Ethical Issues in Prescription Drug Access under Restricted Distribution Programs

In 2007, Congress granted the Food and Drug Administration (FDA) the power to mandate that manufacturers implement so-called risk evaluation and mitigation strategies (REMS) for approved drugs with serious side effects. One possible REMS component—elements to assure safe use (ETASU)—are typically reserved for drugs with the most serious safety concerns and can range from patient monitoring; person, place, and volume restrictions on dispensation; and physician and pharmacist training and certification.
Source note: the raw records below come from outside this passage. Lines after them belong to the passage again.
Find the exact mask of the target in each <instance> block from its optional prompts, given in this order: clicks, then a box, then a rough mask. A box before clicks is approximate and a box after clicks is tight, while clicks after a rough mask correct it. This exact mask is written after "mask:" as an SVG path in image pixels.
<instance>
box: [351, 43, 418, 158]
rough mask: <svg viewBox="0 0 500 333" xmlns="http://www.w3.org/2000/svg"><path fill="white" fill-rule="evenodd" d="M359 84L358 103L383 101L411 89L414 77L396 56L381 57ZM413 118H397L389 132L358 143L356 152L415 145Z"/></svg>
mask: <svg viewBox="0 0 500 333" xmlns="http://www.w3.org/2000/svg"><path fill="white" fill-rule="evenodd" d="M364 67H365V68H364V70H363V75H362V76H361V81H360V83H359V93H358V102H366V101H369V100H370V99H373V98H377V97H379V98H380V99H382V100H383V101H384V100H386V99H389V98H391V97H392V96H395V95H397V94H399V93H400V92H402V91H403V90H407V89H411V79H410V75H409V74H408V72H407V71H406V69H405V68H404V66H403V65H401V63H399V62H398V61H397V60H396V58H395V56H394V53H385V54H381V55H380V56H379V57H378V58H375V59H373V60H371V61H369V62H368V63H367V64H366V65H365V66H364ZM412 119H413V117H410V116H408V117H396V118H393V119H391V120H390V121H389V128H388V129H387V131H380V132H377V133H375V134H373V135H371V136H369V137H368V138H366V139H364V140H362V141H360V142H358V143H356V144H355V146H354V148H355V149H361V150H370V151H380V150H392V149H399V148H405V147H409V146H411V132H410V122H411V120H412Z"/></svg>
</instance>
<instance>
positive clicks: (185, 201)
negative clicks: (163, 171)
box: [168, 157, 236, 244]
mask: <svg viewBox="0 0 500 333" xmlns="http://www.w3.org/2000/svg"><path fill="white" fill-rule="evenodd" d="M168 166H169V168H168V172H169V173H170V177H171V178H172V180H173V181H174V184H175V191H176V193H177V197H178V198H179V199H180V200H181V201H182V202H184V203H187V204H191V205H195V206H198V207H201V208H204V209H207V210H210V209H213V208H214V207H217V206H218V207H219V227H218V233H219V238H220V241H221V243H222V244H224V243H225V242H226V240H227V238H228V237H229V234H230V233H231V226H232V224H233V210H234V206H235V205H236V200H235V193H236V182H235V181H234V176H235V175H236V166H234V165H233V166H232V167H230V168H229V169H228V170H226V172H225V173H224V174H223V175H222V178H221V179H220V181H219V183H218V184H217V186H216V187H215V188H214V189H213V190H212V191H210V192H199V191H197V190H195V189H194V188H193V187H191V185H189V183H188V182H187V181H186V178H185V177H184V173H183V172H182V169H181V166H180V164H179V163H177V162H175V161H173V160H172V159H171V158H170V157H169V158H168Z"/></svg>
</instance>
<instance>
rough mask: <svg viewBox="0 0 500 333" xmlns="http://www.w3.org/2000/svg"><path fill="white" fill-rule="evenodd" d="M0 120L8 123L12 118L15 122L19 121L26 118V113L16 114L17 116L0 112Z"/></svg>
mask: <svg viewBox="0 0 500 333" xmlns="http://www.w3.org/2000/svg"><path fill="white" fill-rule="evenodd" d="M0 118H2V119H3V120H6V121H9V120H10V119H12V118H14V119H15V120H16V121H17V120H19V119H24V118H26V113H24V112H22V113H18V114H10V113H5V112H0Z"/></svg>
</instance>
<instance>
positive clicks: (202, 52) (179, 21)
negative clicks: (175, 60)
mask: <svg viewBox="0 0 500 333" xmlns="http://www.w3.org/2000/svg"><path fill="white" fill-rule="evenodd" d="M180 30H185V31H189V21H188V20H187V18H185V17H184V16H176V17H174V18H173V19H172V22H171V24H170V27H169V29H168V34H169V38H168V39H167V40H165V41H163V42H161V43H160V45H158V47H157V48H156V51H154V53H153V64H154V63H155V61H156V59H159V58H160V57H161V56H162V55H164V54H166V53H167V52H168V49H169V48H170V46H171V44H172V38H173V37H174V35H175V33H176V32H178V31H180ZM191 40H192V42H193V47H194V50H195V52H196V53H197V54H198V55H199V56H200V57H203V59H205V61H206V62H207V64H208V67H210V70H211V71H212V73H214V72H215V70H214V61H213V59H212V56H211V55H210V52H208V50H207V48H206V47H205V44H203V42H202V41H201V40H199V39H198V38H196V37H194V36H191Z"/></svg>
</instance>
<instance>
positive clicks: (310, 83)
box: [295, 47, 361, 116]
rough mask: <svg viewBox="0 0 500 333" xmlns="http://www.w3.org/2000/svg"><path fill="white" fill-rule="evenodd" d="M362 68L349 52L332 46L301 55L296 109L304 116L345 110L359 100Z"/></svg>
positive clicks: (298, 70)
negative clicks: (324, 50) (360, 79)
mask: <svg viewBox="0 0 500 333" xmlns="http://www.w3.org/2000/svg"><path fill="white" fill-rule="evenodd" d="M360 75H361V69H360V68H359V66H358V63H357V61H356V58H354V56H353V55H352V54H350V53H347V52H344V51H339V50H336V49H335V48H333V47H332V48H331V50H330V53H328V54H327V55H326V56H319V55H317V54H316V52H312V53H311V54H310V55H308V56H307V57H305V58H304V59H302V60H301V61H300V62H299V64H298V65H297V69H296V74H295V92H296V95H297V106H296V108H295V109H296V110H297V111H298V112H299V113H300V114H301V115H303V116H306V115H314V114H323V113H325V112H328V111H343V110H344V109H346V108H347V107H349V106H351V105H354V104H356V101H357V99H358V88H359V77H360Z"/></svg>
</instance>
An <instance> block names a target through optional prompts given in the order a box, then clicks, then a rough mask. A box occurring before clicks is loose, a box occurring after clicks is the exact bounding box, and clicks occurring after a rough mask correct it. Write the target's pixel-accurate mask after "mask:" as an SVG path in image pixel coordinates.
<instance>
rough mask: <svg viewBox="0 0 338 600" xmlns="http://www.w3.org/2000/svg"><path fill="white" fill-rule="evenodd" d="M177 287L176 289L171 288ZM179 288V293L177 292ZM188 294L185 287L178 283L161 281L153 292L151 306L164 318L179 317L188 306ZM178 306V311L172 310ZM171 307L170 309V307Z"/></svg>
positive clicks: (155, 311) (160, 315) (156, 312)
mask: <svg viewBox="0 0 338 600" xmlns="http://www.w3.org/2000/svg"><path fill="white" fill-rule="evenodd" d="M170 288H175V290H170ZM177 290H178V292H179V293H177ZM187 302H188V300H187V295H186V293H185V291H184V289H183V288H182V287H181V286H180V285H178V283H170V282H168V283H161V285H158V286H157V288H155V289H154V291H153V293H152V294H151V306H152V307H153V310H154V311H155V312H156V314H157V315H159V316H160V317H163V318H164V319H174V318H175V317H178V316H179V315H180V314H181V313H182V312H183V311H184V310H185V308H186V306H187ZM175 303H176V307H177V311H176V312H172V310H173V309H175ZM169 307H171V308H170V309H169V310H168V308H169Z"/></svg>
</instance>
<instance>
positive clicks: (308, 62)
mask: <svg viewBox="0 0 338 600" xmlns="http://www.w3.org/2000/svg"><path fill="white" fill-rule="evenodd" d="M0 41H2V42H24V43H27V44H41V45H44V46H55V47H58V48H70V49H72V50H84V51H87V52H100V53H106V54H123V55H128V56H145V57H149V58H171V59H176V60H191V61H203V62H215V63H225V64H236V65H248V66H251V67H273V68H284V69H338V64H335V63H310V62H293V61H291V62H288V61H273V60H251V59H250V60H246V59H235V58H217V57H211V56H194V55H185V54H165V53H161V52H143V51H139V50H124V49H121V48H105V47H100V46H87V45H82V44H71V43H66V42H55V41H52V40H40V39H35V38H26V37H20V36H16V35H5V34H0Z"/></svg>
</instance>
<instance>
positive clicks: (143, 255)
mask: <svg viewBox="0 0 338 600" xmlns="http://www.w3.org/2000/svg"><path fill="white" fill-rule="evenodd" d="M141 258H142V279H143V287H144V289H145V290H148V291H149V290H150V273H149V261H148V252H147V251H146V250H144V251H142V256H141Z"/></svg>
Between 2010 and 2014, over 10% of newly approved drugs have been issued ETASU REMS. Despite such frequent use, however, little is known about the effects of ETASU REMS, including whether the additional prescribing burdens they impose reduce patient access, enhance costs, or improve patients’ experiences with their illnesses. This project seeks to address these questions. First, investigators will construct a comprehensive database of ETASU REMS and identify trends in the prescribing of certain medications subject to these programs. They will then conduct a series of interviews/surveys with patients and physicians exposed to ETASU REMS, FDA regulators overseeing such programs, and manufacturer representatives to better understand the administration of ETASU REMS and their impact on patient care. Based on their findings, investigators will propose ethical norms for the effective and equitable use of ETASU REMS.